Nerina ebbe un lampo
di offrire per il suo scampo un tesoro di gioie, di monete e di titoli, e il
tesoro corporale di se stessa. Fra tre non potevano compromettersi in quel
dividendo; e tacitamente il delegato e le due guardie si accordavano nella
speranza di maggiore mancia, eseguendo il regolamento. La vettura era da basso,
che aspettava.
Nerina, affacciatasi
all'uscita, volle arringare un capannello di popolo formatosi.
Ma la plebe già
indettata dalle guardie, credeva che la contessa sgualdrina avesse persino
arraffato l'orologio al bel marinaio, e tenesse un monte di refurtiva, onde
adoperando la fantasia rabbiosa, che aveva mandato in croce Gesù ed osannato a
Barabba, urlò: ¾ Al
bordello la putta; in prigione la ladra!
Spinta nella vettura
di cui si calarono le tendine, essa si sentì condotta irremissibilmente a un
trabocchetto d'infamia, mentre una raffica di fischi soffiava al suo indirizzo,
frammisti ad applausi per la brillante operazione della Questura.
Al rullo della
vettura essa provava una sensazione vertiginosa più che nel saliscendi delle
montagne russe al gioco del Taboga. Era il ricorso della sua vita ascendente,
che ora precipitava, precipitava...
Le era mancata la
madre, mentre la metteva alla vita. Come a una reliquia viva della defunta, il
babbo le aveva tosto data una custodia di adorazione. Quel padre gigante
selvaggio nel commercio venne addomesticato dal sentimento vedovile e paterno,
reso balocco dei capricci di una bambina. Quindi Nerina potè spadroneggiare
presto a suo talento nei capricci di conquiste fatte e lasciate lestamente
senza fine con voglie indomite e sprezzi superbi.
Oh il brulichio delle
sue conquiste!
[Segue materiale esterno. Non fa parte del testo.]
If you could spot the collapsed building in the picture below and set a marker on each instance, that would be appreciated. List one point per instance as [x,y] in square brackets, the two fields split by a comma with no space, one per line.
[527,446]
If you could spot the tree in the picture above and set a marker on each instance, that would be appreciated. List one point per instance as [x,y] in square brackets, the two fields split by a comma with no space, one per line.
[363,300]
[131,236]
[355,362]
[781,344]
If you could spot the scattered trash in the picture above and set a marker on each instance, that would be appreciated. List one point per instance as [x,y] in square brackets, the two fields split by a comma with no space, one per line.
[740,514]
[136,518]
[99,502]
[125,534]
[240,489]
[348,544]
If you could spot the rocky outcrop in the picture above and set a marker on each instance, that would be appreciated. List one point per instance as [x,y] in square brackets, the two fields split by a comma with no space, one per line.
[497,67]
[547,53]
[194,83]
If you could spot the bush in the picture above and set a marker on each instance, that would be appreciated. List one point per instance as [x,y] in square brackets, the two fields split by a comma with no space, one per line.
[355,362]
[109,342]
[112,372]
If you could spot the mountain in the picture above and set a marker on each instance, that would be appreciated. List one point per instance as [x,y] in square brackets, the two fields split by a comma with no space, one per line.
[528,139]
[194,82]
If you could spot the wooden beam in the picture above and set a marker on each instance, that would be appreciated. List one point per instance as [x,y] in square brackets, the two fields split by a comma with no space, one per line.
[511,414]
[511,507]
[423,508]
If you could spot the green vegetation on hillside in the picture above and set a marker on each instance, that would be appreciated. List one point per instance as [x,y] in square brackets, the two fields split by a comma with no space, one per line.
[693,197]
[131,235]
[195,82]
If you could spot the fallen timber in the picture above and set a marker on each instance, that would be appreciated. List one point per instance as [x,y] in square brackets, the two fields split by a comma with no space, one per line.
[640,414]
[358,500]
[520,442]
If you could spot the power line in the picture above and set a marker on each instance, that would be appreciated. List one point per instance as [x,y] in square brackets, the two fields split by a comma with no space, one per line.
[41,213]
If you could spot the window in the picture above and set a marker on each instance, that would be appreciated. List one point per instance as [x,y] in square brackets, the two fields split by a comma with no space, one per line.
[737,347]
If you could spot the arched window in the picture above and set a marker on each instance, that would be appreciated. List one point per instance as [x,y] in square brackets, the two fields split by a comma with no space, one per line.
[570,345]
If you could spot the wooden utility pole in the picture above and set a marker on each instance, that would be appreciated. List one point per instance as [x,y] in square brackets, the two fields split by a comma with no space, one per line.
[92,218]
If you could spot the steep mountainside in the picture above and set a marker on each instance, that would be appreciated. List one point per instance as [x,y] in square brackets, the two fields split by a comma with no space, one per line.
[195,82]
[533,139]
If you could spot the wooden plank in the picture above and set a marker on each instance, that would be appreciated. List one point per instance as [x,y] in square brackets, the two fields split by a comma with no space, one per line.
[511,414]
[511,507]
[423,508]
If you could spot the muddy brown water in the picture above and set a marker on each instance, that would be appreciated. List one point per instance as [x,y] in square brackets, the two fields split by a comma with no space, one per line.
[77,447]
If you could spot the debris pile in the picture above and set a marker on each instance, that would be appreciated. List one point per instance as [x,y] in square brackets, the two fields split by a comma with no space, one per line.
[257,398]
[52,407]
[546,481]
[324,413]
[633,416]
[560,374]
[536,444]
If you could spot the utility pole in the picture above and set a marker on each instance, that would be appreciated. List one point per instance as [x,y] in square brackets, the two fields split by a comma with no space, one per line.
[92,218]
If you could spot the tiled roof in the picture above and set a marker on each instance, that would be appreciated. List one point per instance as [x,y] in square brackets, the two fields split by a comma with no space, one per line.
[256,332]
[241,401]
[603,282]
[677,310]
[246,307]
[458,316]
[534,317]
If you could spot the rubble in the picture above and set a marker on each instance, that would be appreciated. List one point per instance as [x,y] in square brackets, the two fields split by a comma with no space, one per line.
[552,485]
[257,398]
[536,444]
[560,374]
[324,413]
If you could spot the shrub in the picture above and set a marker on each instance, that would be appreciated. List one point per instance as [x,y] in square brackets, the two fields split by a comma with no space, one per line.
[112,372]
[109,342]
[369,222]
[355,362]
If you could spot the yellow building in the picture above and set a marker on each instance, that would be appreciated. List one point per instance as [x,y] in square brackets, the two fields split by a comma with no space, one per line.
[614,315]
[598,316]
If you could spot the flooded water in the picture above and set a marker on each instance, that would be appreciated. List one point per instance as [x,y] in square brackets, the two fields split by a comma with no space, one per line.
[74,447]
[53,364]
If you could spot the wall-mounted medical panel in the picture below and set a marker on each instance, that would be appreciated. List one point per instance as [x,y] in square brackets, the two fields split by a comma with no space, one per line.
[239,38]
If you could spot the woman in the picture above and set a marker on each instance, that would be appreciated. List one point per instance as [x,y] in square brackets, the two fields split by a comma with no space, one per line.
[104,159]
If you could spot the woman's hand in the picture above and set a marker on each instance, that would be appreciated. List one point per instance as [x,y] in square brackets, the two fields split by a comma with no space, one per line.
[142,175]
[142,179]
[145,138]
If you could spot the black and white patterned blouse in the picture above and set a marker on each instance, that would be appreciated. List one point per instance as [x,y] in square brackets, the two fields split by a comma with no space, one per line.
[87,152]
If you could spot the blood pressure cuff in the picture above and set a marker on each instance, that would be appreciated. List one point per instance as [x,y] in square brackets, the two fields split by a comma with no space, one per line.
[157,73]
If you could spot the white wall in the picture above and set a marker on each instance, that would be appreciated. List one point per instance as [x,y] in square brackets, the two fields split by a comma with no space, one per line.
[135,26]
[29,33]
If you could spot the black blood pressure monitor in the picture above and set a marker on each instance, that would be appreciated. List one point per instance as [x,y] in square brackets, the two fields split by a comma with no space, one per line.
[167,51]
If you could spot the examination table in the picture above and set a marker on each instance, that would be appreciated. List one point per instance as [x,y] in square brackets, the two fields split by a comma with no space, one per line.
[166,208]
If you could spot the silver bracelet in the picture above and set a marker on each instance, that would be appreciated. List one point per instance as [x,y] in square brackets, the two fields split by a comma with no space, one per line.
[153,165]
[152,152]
Non ha tante margherite un prato di maggio; non ha tante lucciole
la danza notturna dell'aria sul finire di giugno!...
Dapprima conquiste di
studenti e commessi di negozio... poi una ascensione sterminata nelle
conquiste: ufficiali di cavalleria, dei bersaglieri, di artiglieria ed anche
del Genio; dottori in ambe leggi e in lettere e filosofia; quindi eroi,
deputati, illustrazioni europee, diplomatici, principi, e più in su frati
splendidi come vescovi greci nel Convento delle Meteore, dove in una
celebrazione sacrilega le parve di avvicinarsi maggiormente a Dio assai più che
nell'udienza del Santo Padre Pio IX... Dalla cima il faut descendre...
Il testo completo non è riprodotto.